A new report from the Special Inspector General for Afghanistan Reconstruction (SIGAR) reveals that the Defense Department spent $43 million on a gas station that should have cost about half a million dollars.
The report studies the Department of Defense’s Task Force for Stability and Business Operations (TFBSO) project to build a compressed natural gas automobile filling station in the country.
But SIGAR didn’t have an easy time compiling the report, stressing that the review ended up being “hindered” by the “lack of cooperation” at the Pentagon.
And while the inspector general’s office said there were problems trying to get the full story of the fill-up station, they never did get an answer about why the project cost so much.
SIGAR submitted its findings to Defense Secretary Ashton Carter on Oct. 22, and released the report to the public just after midnight today.
The purpose of the filling station project was to “demonstrate the commercial viability” of cars fueled by natural gas in a country with ample gas reserves. It was supposed to encourage domestic energy production and curb Afghanistan’s heavy reliance on energy imports.
Inspector General John Sopko acknowledged to Carter that the mission of building the station was accomplished, but “at an exorbitant cost to U.S. taxpayers” — and “there is no indication that TFBSO considered the feasibility of achieving the station’s broader objectives or considered any of the potentially considerable obstacles to the
project’s success before beginning construction.”
The comparison price of $500,000 came from a natural gas station built in neighboring Pakistan.
“One of the most troubling aspects of this project is that the Department of Defense claims that it is unable to provide an explanation for the high cost of the project or to answer any other questions concerning its planning, implementation, or outcome,” Sopko wrote. The TFBSO closed in March, and in June, Sopko said, SIGAR was told that the DoD didn’t have anyone around to “properly” answer the inspector general’s questions.
“Frankly, I find it both shocking and incredible that DOD asserts that it no longer has any knowledge about TFBSO, an $800 million program that reported directly to the Office of the Secretary of Defense and only shut down a little over six months ago,” Sopko wrote in the letter to Carter. “Nevertheless, I intend to continue our inquiry into TFBSO activities to shed additional light on how this program operated, what it achieved, how this enormous amount of money was spent, and whether any conduct by TFBSO staff or contractors was criminal in nature.”

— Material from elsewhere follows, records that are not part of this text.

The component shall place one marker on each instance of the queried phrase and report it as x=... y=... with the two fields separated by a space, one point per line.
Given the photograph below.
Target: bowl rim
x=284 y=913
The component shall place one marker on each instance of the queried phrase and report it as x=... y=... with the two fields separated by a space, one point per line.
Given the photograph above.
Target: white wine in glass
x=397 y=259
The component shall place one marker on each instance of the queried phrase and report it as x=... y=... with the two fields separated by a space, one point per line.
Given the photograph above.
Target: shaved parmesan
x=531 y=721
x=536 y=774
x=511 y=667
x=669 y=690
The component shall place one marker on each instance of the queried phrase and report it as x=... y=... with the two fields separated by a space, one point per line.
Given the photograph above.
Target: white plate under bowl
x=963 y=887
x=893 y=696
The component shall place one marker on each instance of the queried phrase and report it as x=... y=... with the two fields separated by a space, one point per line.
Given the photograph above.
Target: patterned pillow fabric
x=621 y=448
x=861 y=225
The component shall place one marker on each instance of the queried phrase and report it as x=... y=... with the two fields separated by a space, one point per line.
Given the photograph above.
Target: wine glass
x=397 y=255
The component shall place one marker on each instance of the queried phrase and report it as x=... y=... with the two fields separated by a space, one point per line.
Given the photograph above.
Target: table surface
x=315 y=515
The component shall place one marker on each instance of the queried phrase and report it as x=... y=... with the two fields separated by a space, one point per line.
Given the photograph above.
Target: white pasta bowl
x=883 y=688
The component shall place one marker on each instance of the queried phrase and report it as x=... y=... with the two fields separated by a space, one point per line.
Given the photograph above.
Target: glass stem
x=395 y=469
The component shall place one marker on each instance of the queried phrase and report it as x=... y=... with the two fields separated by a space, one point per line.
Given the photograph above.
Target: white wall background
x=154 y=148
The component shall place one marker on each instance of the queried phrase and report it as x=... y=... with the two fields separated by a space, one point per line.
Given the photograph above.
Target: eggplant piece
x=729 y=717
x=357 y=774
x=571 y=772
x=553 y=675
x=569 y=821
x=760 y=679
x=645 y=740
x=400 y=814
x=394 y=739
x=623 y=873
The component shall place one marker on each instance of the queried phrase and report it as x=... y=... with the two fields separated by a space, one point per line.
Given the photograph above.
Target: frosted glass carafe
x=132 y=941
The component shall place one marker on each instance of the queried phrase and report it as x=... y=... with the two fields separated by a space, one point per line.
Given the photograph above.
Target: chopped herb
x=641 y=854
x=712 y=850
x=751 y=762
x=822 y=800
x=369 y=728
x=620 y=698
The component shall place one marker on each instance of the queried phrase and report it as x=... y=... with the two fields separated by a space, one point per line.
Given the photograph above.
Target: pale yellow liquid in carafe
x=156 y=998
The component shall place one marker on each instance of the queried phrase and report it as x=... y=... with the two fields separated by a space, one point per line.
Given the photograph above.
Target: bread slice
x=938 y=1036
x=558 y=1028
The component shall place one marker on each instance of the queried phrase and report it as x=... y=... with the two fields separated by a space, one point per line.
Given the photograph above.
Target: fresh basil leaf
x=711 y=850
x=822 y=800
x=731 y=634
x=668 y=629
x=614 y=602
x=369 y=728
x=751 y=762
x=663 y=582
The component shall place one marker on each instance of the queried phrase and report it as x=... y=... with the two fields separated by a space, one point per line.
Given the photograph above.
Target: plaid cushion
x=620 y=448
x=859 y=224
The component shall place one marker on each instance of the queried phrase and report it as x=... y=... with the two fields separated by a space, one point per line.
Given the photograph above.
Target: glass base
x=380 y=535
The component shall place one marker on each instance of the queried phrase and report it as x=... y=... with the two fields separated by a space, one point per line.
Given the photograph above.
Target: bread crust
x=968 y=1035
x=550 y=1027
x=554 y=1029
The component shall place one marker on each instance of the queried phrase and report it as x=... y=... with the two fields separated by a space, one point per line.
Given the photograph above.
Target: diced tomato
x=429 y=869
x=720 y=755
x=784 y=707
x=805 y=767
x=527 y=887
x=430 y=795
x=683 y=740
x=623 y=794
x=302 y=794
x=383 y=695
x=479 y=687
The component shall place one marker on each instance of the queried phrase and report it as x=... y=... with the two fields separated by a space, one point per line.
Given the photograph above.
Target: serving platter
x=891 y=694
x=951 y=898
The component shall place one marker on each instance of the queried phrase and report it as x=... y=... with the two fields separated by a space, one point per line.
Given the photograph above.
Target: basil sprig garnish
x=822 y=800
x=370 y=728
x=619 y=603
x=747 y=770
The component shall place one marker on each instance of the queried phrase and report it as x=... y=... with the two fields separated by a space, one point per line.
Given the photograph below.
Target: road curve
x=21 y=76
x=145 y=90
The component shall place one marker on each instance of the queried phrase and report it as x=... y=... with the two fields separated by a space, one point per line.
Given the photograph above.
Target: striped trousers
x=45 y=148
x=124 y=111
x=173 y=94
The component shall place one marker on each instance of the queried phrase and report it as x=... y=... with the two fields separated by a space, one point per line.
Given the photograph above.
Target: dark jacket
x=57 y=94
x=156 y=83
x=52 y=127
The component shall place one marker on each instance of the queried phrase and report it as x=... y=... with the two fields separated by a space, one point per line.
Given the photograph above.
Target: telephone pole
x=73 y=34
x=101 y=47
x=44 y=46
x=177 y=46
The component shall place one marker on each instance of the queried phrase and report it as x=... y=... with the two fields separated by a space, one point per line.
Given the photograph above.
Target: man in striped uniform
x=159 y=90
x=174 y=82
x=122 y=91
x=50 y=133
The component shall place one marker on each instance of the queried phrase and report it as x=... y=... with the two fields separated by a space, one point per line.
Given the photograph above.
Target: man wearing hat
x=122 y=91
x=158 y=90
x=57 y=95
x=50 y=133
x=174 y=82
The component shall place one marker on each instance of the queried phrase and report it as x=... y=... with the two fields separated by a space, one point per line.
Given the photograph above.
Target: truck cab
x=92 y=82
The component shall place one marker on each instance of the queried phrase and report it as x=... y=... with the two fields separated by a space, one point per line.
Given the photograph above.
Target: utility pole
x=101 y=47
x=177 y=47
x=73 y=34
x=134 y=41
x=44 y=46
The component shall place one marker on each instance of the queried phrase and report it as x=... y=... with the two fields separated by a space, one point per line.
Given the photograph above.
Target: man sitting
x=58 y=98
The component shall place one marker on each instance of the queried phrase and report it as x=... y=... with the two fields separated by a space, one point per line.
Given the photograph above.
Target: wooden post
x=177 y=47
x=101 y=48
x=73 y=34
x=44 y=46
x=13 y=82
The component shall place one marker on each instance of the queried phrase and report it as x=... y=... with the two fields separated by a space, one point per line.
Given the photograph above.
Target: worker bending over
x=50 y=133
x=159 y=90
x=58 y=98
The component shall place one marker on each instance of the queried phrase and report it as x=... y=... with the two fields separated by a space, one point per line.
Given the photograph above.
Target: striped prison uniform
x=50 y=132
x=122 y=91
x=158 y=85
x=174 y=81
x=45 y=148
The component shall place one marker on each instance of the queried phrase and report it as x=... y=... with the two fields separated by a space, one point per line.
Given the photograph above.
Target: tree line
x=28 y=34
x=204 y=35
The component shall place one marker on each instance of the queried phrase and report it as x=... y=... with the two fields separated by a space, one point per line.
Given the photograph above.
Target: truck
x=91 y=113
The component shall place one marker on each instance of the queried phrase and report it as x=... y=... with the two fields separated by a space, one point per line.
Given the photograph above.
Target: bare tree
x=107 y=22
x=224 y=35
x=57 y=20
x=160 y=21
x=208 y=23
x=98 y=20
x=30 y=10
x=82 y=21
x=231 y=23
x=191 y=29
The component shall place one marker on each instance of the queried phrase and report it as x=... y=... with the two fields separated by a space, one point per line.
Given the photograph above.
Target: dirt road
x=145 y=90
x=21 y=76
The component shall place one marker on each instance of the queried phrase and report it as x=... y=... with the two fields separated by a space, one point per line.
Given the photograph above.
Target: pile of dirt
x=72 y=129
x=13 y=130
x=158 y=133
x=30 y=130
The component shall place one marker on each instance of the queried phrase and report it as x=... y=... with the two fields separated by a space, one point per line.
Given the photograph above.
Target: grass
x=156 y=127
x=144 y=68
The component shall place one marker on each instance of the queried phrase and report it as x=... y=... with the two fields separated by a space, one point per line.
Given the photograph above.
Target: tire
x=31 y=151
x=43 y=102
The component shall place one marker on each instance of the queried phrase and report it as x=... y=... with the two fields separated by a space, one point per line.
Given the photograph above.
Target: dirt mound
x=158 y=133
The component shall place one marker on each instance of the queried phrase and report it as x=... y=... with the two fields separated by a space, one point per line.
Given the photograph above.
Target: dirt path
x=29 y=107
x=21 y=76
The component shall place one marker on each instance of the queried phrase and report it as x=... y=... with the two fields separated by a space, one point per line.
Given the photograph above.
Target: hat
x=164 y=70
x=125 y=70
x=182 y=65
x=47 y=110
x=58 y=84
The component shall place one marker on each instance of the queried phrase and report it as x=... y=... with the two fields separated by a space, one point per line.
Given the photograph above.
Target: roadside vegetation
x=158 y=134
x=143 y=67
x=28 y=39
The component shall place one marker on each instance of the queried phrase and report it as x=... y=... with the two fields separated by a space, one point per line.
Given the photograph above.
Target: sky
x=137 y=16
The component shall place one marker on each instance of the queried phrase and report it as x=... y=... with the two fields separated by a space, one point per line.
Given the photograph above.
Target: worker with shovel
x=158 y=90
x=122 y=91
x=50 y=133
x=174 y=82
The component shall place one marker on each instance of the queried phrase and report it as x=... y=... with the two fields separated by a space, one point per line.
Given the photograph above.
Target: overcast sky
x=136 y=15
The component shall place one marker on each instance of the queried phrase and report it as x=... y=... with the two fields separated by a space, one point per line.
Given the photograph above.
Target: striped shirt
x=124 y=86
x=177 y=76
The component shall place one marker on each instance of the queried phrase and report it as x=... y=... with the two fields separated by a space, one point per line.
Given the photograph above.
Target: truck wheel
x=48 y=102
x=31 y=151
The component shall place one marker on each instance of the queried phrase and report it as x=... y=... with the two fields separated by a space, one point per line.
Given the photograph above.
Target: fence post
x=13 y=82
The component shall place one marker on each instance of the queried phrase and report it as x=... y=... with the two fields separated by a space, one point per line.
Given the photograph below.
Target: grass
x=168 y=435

The task force spent $766 million of the $822 million allocated by Congress from 2010 to 2014.
The $43 million station, pictured above, was built near Sheberghan, a northern city not far from the Turkmenistan border and in the region of Afghanistan’s gas fields. The city is west of Mazar-e-Sharif, where the DoD task force hoped to expand the natural-gas fervor.
The station isn’t even the size of a truck stop: two pumps, a trailer-filling area and a car conversion center. However, it costs about $700 to covert a car to natural gas in Afghanistan — where the average annual income is $690 a year.
SIGAR cites not only the comparative project in Pakistan, but found a 2010 publication of the International Energy Association that states “the range of
investment for a public [CNG] station serving an economically feasible amount of vehicles varies from $200,000 to $500,000.”
However, the report notes, “If TFBSO had conducted a feasibility study of the project, the Task Force might have noted that Afghanistan lacks the natural gas transmission and local distribution infrastructure necessary to support a viable market for CNG vehicles.” Afghanistan has one operational natural gas pipeline. Building a pipeline from Sheberghan to Kabul would cost $940 million, according to a March USAID report.
“Even if Mazar-e-Sharif were to obtain a reliable supply of natural gas, there is no way to deliver it to small consumers, such as filling stations. Mazar-e-Sharif’s local distribution network is currently defunct and a USAID study estimates that it would cost $50 million to rehabilitate it,” the SIGAR report states. “…In sum, it is not clear why TFBSO believed the CNG filling station project should be undertaken.”
Investigators found that overhead accounted for $30 million of the gas station’s costs.
The fact that the Pentagon “contended that no one remains at the Department who
can answer substantive questions,” the report says, “implies that TFBSO operated independent of any internal DOD management and oversight.”
“Yet TFBSO was created by the Deputy Secretary of Defense and throughout its existence reported directly to the Office of the Secretary. Moreover, it was dissolved only a little over six months ago. In fact, for the last seven months of its existence, TFBSO reported to the Principal Deputy Under Secretary for Policy, who now says that no one in the Office of the Secretary knows anything about it.”
The report adds that the Defense Department’s “position that it has no knowledge about this $800 million program is startling and unconvincing.”
Principal Deputy Under Secretary of Defense Brian P. McKeon reviewed a draft of the report and, in a written response to Sopko in early October, reiterated why the Defense Department couldn’t answer questions without disputing findings of the inspector general.
“We stand ready to facilitate SIGAR’s access to TFBSO records and to assist your office in locating former TFBSO employees, including former TFBSO employees now working in the Department, who may be able to provide background on this project,” McKeon wrote.